Deep Drilling

I was reviewing the job history on one of the DR servers of a client of mine. I noticed something funny. The last job recorded in the job history table (msdb.dbo.sysjobhistory for those playing along at home) was recorded in January of this year.

But jobs were still running. It took me awhile to track it down, but through some sleuthing I solved the problem. First, I thought the msdb database might have filled up (though that event should have generated an error I’d have seen).  Nope.

Then I thought perhaps the table itself was full somehow. Nope, only about 32,000 records.  No luck.

I finally tried to run sp_sqlagent_log_jobhistory manually with some made up job information.

Msg 8115, Level 16, State 1, Procedure sp_sqlagent_log_jobhistory, Line 99
Arithmetic overflow error converting IDENTITY to data type int.
Arithmetic overflow occurred.

Now we’re getting someplace.  After a minor diversion of my own doing I then ran

DBCC CheckIDENT('sysjobhistory',NORESEED)

This returned a value of 2147483647. Hmm, that number looks VERY suspicious. A quick check of Books Online confirmed that’s the max value of a signed int.

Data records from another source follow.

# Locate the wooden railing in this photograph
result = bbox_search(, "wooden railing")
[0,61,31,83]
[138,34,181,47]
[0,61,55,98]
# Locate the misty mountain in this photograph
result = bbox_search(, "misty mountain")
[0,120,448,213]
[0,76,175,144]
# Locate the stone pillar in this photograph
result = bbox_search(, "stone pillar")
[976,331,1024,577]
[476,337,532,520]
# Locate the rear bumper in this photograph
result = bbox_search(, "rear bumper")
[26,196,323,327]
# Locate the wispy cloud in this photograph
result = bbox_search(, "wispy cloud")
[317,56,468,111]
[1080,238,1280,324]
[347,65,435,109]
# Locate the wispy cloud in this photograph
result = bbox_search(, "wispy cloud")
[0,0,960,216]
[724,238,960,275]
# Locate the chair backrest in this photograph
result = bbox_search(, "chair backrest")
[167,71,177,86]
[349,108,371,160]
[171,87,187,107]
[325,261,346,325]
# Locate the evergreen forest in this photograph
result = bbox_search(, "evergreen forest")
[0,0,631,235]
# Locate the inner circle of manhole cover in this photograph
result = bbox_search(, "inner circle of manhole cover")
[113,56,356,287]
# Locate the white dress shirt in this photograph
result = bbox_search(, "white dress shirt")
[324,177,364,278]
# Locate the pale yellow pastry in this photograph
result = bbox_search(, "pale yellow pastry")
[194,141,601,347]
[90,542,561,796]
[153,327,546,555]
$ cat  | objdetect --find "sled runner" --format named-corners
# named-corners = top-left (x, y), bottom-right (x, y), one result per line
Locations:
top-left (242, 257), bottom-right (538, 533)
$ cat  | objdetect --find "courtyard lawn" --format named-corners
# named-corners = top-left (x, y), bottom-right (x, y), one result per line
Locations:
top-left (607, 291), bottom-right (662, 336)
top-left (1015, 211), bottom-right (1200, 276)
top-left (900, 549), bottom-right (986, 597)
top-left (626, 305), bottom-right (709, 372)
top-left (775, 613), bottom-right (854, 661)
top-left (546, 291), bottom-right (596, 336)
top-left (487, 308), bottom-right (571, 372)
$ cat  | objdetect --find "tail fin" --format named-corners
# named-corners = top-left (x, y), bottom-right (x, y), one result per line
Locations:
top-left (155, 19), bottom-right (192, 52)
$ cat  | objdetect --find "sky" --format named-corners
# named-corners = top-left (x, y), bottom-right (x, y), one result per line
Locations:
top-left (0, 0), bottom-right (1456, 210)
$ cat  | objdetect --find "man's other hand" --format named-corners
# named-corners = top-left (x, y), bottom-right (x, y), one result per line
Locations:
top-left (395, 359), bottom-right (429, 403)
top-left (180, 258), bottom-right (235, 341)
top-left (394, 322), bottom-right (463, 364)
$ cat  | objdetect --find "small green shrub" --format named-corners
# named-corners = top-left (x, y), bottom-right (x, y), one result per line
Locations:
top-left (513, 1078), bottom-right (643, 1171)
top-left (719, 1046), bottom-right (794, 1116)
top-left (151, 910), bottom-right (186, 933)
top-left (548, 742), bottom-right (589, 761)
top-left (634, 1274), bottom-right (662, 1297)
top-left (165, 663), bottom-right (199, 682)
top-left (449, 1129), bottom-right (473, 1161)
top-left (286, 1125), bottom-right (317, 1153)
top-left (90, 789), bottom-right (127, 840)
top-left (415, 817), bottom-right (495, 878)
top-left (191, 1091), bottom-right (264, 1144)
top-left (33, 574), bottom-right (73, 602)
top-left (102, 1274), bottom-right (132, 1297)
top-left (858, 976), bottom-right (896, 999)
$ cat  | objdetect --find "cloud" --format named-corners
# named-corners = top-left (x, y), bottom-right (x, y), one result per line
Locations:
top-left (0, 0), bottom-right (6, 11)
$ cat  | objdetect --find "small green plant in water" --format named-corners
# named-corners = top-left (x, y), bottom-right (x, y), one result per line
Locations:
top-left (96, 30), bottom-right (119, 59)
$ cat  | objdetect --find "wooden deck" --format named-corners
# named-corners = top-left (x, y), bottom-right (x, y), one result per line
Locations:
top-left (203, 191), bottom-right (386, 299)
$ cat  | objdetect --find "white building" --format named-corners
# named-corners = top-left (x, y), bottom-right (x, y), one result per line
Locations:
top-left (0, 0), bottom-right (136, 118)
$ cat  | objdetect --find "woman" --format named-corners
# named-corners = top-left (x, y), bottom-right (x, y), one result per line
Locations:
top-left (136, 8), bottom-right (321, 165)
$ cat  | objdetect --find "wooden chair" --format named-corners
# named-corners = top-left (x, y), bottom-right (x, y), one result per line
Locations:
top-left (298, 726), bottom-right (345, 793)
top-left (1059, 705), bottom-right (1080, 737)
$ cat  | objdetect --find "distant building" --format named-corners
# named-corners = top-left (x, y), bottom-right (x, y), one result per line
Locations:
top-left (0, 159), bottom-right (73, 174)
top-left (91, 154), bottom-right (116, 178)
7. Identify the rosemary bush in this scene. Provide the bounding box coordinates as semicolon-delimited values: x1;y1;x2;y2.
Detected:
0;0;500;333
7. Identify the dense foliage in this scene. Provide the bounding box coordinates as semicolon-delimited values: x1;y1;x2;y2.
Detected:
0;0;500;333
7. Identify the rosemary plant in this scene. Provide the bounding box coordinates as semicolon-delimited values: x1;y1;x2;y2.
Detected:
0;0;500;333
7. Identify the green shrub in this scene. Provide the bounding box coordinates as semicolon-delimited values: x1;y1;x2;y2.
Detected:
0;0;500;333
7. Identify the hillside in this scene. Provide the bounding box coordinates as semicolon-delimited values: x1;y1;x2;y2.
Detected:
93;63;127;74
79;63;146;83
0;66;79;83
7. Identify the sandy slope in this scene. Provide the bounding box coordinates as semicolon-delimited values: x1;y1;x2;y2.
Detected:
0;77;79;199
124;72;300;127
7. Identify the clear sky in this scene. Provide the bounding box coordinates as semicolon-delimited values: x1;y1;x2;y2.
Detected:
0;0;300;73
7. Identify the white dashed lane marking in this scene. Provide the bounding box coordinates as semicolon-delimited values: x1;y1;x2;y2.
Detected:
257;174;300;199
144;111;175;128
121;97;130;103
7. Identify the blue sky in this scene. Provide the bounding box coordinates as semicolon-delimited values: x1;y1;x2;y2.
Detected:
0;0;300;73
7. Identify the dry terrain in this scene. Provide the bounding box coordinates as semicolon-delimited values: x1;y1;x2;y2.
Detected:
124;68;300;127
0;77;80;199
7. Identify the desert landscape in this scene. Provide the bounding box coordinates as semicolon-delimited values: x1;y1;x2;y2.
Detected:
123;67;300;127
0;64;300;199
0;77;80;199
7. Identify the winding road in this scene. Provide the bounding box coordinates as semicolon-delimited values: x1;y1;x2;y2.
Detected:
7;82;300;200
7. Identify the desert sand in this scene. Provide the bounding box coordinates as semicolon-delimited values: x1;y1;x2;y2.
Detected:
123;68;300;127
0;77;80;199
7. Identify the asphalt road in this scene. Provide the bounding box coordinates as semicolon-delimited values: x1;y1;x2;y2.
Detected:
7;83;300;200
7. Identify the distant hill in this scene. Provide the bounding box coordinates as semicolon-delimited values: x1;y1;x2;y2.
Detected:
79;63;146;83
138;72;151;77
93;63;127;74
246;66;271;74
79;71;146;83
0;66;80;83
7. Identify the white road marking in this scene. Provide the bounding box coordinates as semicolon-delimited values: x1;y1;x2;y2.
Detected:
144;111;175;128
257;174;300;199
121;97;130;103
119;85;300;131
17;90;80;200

Now, the simple solution, which worked for me in this case was to issue a

truncate table sysjobhistory

This removed all the rows in the table AND reset the IDENTITY value. Normally I’d hate to lose history information, but since this was 6 months old and seriously out of data it was acceptable. I could have merely reset the IDENTITY seed value, but there’s no guarantee I would not have then had collisions within the table later on. So this was the safest solution.

But wait, there was more. It kept bugging me that I had somehow reached the 2 BILLION row limit for this table. Sure, it handles log-shipping for about a dozen databases and as a result does about 48 jobs an hour, plus other jobs.  But for a year that should generate less than 1 million rows.  This database server hasn’t been running for 2 thousand years.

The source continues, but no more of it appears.